# Data Gathering from Wikipedia 

Using Wikipedia API to create a list of movie franchises and the list of movies associated with them. 

In [None]:
pip install wikipedia

In [1]:
import requests
import json
from pathlib import Path
import pandas as pd
import wikipedia
from bs4 import BeautifulSoup
import re
import string

## Wikipedia API 

In [2]:
wiki = "https://en.wikipedia.org/wiki/"
page = wikipedia.page("Lists_of_feature_film_series")
raw_link_list = list(page.links)

In [3]:
link_list = []
for link in raw_link_list:
    if "List of feature" in link:
        link = link.replace(" ","_")
        link_list.append(link)
        
link_list

['List_of_feature_film_series_with_11_to_20_entries',
 'List_of_feature_film_series_with_eight_entries',
 'List_of_feature_film_series_with_five_entries',
 'List_of_feature_film_series_with_four_entries',
 'List_of_feature_film_series_with_more_than_twenty_entries',
 'List_of_feature_film_series_with_nine_entries',
 'List_of_feature_film_series_with_seven_entries',
 'List_of_feature_film_series_with_six_entries',
 'List_of_feature_film_series_with_ten_entries',
 'List_of_feature_film_series_with_three_entries']

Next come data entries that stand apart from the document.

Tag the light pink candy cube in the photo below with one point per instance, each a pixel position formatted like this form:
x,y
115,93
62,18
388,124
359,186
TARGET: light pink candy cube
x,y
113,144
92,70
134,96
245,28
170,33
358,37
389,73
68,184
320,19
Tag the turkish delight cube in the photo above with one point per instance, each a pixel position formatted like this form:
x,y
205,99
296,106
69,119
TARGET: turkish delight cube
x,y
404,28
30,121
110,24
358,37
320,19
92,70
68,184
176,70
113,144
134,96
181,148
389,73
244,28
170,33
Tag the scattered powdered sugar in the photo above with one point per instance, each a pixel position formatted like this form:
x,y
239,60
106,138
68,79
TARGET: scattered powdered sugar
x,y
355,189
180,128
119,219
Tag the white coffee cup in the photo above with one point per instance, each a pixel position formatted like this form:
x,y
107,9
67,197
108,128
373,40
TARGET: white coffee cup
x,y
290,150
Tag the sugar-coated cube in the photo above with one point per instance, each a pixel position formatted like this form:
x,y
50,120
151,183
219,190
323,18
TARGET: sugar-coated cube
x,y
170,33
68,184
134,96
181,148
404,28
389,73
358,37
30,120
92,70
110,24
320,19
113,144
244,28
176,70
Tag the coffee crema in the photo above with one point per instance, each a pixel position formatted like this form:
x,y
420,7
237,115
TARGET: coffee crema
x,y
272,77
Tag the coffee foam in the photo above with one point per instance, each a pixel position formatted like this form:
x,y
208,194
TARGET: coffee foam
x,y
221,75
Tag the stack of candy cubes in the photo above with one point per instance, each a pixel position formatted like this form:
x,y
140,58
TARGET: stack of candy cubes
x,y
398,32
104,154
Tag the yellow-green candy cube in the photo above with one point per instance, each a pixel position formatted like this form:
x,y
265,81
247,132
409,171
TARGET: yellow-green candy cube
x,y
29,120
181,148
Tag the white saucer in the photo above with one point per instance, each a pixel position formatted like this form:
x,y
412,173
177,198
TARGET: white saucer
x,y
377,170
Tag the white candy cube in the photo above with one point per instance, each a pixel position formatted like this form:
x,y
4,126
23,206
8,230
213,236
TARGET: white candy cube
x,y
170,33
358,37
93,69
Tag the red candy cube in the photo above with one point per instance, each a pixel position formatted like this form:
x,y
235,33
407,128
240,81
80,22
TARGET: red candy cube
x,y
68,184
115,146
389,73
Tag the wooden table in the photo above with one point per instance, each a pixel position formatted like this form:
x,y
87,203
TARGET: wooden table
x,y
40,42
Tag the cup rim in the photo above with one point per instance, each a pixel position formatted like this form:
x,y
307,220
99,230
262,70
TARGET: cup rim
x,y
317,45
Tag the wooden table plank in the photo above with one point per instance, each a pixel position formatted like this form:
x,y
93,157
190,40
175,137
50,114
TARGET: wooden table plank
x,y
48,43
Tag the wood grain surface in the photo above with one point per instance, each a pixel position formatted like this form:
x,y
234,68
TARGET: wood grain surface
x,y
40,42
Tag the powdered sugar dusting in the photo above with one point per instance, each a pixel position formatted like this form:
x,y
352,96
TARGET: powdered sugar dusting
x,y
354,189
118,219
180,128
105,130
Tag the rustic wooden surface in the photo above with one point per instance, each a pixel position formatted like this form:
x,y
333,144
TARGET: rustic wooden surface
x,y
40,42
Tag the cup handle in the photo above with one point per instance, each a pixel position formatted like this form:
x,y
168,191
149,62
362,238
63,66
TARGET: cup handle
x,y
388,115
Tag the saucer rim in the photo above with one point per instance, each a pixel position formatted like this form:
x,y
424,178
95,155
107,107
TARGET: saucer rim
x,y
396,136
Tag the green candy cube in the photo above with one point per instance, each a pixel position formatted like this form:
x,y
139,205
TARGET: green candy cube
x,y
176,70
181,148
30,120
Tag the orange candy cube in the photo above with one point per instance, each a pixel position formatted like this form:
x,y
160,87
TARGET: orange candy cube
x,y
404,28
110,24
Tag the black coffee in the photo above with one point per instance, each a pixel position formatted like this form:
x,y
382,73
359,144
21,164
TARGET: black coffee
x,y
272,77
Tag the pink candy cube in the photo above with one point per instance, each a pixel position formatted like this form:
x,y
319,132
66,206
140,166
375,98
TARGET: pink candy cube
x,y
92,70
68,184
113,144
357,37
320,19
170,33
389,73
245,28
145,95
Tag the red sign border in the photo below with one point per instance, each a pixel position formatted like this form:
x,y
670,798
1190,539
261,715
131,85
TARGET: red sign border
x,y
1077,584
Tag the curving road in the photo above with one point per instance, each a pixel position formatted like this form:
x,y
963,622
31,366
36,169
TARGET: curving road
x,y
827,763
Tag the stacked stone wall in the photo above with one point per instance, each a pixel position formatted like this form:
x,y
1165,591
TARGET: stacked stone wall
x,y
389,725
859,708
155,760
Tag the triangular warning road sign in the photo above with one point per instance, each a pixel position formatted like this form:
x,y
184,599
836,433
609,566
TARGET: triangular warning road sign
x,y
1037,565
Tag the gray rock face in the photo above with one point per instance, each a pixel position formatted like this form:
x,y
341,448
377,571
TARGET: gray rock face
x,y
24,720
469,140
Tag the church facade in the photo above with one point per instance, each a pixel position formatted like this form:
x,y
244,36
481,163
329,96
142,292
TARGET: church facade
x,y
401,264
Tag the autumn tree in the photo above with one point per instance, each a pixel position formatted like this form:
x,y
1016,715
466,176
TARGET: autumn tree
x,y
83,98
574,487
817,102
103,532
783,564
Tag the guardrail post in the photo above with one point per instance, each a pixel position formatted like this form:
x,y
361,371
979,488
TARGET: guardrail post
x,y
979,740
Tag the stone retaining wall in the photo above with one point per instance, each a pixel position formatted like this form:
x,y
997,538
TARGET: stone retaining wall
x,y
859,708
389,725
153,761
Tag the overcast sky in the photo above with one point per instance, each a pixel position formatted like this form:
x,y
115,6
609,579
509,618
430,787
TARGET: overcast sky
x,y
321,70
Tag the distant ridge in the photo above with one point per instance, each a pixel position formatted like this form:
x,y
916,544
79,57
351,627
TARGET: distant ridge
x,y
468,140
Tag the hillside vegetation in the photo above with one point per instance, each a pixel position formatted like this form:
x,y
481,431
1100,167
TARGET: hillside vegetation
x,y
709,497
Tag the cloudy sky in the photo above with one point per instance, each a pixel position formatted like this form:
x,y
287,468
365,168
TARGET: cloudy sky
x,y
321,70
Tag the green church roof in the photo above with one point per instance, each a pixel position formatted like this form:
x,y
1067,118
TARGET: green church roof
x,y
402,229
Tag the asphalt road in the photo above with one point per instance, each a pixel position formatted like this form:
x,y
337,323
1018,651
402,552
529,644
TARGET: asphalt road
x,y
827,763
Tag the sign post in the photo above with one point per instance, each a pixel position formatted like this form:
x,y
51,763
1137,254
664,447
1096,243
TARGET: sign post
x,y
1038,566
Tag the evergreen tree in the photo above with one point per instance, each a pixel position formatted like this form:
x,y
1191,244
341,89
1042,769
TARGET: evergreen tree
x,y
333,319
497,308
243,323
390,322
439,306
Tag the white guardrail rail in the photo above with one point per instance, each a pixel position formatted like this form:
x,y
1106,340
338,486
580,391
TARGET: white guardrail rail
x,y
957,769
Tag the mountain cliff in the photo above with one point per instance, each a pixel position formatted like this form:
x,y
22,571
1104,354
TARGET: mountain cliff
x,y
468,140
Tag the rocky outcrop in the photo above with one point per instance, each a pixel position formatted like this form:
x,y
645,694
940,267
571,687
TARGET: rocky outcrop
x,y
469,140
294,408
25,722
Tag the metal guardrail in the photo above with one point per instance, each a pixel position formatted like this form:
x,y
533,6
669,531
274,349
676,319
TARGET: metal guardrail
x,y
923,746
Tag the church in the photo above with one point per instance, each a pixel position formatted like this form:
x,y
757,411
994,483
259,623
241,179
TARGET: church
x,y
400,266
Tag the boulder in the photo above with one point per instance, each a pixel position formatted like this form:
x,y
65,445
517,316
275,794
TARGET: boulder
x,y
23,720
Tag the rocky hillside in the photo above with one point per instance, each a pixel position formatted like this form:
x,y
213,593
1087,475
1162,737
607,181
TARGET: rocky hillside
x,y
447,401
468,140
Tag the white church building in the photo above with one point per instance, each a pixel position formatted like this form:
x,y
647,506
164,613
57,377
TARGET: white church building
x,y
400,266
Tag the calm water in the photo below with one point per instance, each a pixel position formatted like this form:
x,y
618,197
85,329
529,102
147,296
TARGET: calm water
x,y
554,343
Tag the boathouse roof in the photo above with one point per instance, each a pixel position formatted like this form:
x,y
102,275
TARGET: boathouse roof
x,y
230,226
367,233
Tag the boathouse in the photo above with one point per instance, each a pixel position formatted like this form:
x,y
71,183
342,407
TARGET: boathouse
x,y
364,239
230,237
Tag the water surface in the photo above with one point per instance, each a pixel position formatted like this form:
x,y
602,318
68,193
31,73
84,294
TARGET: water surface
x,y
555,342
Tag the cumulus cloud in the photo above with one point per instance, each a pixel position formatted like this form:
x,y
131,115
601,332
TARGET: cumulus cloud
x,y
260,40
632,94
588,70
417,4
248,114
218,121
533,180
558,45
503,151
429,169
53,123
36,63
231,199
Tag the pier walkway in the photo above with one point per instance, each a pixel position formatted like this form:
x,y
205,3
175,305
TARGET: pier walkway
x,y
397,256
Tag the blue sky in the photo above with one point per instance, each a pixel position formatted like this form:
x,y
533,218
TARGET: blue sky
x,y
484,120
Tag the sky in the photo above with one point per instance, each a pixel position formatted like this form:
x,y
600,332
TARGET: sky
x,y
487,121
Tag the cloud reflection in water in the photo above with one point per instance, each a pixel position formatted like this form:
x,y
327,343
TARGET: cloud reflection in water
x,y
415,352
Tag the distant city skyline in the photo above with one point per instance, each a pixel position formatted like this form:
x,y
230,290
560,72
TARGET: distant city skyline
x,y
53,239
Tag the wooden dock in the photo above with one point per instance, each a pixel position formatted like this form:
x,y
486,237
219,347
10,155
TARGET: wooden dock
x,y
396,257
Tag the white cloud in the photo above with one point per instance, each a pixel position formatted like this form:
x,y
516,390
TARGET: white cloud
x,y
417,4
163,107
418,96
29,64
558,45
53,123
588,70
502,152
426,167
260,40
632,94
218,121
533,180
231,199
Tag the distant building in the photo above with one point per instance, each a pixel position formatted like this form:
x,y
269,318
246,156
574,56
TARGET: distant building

This function extracts the links from the "List of Feature Films" wiki page api.
These links are then used to find each franchise list on the corresponding pages using beautiful soup.

*Note: Unfortunately at this point we must transfer to using requests instead of the API as beautiful soup only works with html data structures, which the API does not provide.*

## Beautiful Soup

In [4]:
pages = []
for link in link_list:
    url = wiki + link
    html = requests.get(url).content
    soup = BeautifulSoup(html, "html.parser")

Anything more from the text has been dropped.